B.   Sikap Beragama Pada Remaja
Berbagai ragam cara dilakukan oleh remaja untuk mengekspresikan jiwa keberagamaannya. Hal ini tidak terlepas dari pengalaman beragama yang dilaluinya. Menurut penulis, ekspresi dan pengalaman beragama tersebut dapat dilihat dari sikap-sikap keberagamaannya.

Terdapat empat sikap remaja dalam beragama, yaitu:

1.           Percaya Ikut-ikutan.

Kebanyakan para remaja percaya kepada Tuhan dan menjalankan ajaran agama karena terdidik di dalam lingkungan beragama, juga karena ibu bapaknya beragama, teman-teman dan masyarakat sekelilingnya yang beribadah, maka mereka ikut percaya dan melaksanakan ibadah dan ajaran-ajaran agama sekedar mengikuti suasana lingkungan dimana dia hidup.
Percaya ikut-ikutan ini biasanya dihasilkan oleh didikan agama secara sederhana yang didapat dari keluarga dan lingkungan.
Namun demikian ini biasanya hanya terjadi pada masa remaja awal (usia 13-16 tahun).
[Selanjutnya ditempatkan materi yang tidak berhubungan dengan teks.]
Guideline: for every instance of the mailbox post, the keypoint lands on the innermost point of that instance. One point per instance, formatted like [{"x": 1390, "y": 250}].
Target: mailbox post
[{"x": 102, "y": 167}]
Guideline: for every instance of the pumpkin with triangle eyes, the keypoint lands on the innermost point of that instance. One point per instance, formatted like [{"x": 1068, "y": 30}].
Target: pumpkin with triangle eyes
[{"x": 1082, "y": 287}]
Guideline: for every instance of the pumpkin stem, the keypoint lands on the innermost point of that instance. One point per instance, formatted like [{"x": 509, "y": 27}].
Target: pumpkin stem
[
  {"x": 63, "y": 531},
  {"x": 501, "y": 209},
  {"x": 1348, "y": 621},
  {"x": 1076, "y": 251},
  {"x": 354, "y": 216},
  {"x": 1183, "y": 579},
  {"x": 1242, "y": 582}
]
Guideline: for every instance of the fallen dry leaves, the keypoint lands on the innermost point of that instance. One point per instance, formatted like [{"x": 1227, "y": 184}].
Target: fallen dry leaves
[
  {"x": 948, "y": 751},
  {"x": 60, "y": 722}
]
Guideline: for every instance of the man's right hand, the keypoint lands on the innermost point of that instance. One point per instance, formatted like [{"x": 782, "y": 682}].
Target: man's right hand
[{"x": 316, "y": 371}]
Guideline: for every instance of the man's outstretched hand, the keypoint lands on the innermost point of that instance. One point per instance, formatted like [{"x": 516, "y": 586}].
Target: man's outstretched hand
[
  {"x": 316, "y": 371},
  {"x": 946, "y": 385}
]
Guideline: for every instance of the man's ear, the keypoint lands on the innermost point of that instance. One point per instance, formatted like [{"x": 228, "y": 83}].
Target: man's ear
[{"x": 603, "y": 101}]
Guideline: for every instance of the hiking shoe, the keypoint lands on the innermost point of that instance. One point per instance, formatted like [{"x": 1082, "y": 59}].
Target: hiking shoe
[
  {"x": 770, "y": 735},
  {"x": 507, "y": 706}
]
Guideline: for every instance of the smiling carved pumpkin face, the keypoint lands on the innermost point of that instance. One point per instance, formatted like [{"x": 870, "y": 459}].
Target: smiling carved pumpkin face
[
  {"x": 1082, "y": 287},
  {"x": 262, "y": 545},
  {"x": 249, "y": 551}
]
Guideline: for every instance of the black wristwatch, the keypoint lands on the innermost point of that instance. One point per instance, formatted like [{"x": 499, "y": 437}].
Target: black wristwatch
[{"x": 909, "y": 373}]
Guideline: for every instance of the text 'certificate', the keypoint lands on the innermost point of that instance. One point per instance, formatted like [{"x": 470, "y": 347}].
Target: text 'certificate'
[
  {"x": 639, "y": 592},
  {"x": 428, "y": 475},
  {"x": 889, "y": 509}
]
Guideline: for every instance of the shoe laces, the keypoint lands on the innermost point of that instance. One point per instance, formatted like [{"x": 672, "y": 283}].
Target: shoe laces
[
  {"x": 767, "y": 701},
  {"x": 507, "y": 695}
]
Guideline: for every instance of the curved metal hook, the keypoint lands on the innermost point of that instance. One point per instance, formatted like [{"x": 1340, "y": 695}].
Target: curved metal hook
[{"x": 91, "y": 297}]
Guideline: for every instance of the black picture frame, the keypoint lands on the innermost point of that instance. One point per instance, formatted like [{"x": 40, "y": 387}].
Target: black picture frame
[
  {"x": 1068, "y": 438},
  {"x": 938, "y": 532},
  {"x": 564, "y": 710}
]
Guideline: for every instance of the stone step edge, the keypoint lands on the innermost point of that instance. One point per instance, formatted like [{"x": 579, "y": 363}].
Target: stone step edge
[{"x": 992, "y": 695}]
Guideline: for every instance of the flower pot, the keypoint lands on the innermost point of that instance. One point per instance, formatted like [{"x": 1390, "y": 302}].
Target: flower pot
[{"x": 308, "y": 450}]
Setelah itu biasanya berkembang kepada cara yang lebih kritis dan sadar sesuai dengan perkembangan psikisnya.

2.           Percaya Dengan Kesadaran

Terjadinya kegelisahan, kecemasan, ketakutan bercampur aduk dengan rasa bangga dan kesenangan srta bernacam-macam pikiran dan khayalan sebagai perkembangan psikis dan pertumbuhan fisik, menimbulkan daya tarik bagi remaja untuk memperhatikan dan memikirkan dirinya sendiri.
Semangat keagamaan dimulai dengan melihat kembali tentang masalah-masalah keagamaan yang mereka miliki sejak kecil. Mereka ingin menjalankan agama sebagai suatu lapangan yang baru untuk membuktikan pribadinya, karena ia tidak mau lagi beragama secara ikut-ikutan saja. Biasanya semangat agama tersebut terjadi pada usia 17 tahun atau 18 tahun.

3.  Percaya, Tetapi Agak Ragu-Ragu

Keraguan kepercayaan remaja terhadap agamanya, dapat dibagi menjadi dua, yaitu :
a.    Keraguan disebabkan kegoncangan jiwa dan terjadinya proses perubahan dalam pribadinya. Hal ini merupakan kewajaran.
b.    Keraguan disebabkan adanya kontradiksi atas kenyataan yang dilihatnya dengan apa yang diyakininya atau dengan pengetahuan yang dimiliki. 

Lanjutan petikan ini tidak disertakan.